Le Tribunal Administratif de la Guadeloupe a été saisi par M. A d’une demande de décharge de l’obligation de payer une somme de 71 611 euros, résultant d’une saisie administrative à tiers détenteur émise pour le recouvrement de cotisations d’impôt sur le revenu, de taxe foncière et de taxe d’habitation des années 2000 à 2021. Le tribunal a rejeté l’exception de non-lieu partiel soulevée par l’administration, estimant que le dégrèvement accordé ne pouvait être limité. Il a fait droit à la requête en appliquant l’article L. 274 du livre des procédures fiscales, constatant que la prescription quadriennale était acquise pour les impositions des années 2000, 2007, 2011 et 2013. En conséquence, M. A a été déchargé de l’obligation de payer la somme de 71 611 euros, et l’État a été condamné à lui verser 1 500 euros au titre des frais de justice.
Le Tribunal Administratif de la Guadeloupe a annulé la décision du préfet suspendant le permis de conduire de Mme B pour six mois, suite à un contrôle positif au cannabis. La juridiction a jugé que la procédure était entachée d'un vice, car le préfet n'avait pas respecté la procédure contradictoire préalable obligatoire. Le tribunal a estimé que l'urgence ne justifiait pas de dispenser cette formalité, Mme B n'ayant pas causé l'accident et ne présentant pas de risque grave immédiat pour autrui. La solution retenue s'appuie sur les articles L. 224-7 du code de la route et L. 121-1 du code des relations entre le public et l'administration.

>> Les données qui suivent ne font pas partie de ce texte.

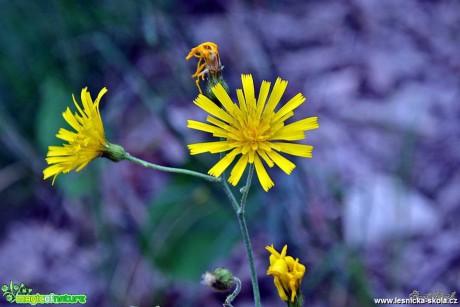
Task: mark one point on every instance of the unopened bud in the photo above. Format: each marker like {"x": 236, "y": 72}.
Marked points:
{"x": 114, "y": 152}
{"x": 221, "y": 279}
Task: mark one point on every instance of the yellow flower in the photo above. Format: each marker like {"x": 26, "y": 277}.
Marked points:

Le Tribunal Administratif de la Guadeloupe a statué sur la requête de Mme A B contestant un retrait de points sur son permis de conduire. La juridiction a constaté un non-lieu à statuer sur les conclusions relatives aux infractions des 22 avril et 16 février 2024, ainsi que sur la décision 48SI du 19 décembre 2024, ces points ayant été régularisés ou n'étant plus contestés. Pour l'infraction du 6 août 2021, le tribunal a rejeté la demande d'annulation, estimant que l'administration avait apporté la preuve de la délivrance des informations prévues aux articles L. 223-3 et R. 223-3 du code de la route. La solution retenue est donc le rejet du surplus des conclusions de la requête.

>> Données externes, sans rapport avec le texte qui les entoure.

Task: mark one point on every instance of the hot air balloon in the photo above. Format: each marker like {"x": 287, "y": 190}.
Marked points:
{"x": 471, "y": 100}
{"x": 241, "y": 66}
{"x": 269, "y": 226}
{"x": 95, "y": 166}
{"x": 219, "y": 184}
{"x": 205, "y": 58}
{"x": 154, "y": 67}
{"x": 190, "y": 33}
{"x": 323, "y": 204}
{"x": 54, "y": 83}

Le Tribunal Administratif de la Guadeloupe a été saisi par M. B d’un recours pour excès de pouvoir contre le refus implicite du ministre de l’intérieur de rectifier son relevé d’information intégral, qui mentionnait à tort un échange de permis au Royaume-Uni et n’intégrait pas les crédits de points issus de deux stages de sensibilisation à la sécurité routière. En cours d’instance, le ministre a fait droit aux demandes de M. B en supprimant les mentions erronées et en créditant huit points sur son permis. M. B s’étant désisté de sa requête, le tribunal a donné acte de ce désistement pur et simple par un jugement du 3 juillet 2025.

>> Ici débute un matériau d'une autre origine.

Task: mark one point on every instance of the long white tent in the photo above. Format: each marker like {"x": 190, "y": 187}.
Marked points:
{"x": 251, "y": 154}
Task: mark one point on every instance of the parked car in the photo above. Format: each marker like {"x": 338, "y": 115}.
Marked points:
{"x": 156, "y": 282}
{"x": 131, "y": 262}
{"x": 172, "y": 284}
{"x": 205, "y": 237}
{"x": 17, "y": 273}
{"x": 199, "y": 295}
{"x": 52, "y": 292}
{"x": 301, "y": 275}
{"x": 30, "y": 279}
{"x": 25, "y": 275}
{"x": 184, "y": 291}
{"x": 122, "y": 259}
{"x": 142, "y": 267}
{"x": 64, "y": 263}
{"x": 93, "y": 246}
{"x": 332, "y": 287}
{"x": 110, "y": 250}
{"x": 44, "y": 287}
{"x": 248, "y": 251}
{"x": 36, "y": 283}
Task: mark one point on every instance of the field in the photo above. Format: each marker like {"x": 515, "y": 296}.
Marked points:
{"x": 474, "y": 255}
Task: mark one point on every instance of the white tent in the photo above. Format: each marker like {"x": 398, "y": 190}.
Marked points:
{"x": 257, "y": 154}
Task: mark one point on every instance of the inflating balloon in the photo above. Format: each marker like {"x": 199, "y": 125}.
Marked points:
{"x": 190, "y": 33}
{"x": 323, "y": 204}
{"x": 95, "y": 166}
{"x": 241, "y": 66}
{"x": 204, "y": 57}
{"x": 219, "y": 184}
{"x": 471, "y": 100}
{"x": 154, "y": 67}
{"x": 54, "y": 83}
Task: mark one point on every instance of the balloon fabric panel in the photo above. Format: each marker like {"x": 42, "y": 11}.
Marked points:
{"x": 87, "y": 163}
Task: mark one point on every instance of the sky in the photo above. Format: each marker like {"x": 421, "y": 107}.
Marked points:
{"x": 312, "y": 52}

Le Tribunal Administratif de la Guadeloupe rejette la demande d'indemnisation de Mme B, qui contestait les retraits de points et l'invalidation de son permis de conduire. Le tribunal rappelle que la contestation de la réalité des infractions relève du juge pénal et non du juge administratif. Bien que l'administration ait commis une faute procédurale (défaut d'information préalable), les préjudices invoqués sont sans lien de causalité direct avec cette faute, car les décisions de retrait de points étaient fondées sur des motifs exacts. La requête est donc rejetée, y compris les conclusions reconventionnelles du ministre de l'intérieur, la juridiction administrative n'étant pas compétente pour enjoindre un choix entre deux permis.
Le Tribunal Administratif de la Guadeloupe, statuant en juge unique sur un recours pour excès de pouvoir, était saisi par les consorts C, propriétaires indivis d’un bien au Gosier, contestant les cotisations de taxe foncière sur les propriétés bâties pour les années 2018 à 2023 ainsi que les actes de poursuite afférents. Le tribunal a constaté que la taxe foncière pour 2022 avait été remboursée avant l’introduction de la requête, rendant les conclusions sur ce point sans objet. Pour le surplus, la solution retenue n’est pas explicitée dans l’extrait fourni, mais la décision s’inscrit dans le cadre du code général des impôts et du livre des procédures fiscales.
Le Tribunal administratif de la Guadeloupe a examiné la requête de M. A contestant une saisie administrative à tiers détenteur émise pour le recouvrement de la taxe foncière sur les propriétés bâties de 2022. L'administration fiscale a prononcé des dégrèvements, rendant sans objet la contestation pour une partie de la somme (132 euros) et irrecevable le surplus (3 585 euros) car le dégrèvement était antérieur à la requête. Les conclusions visant au remboursement des frais de saisie ont été rejetées pour défaut de liaison du contentieux. Le jugement s'appuie sur le code général des impôts et le livre des procédures fiscales.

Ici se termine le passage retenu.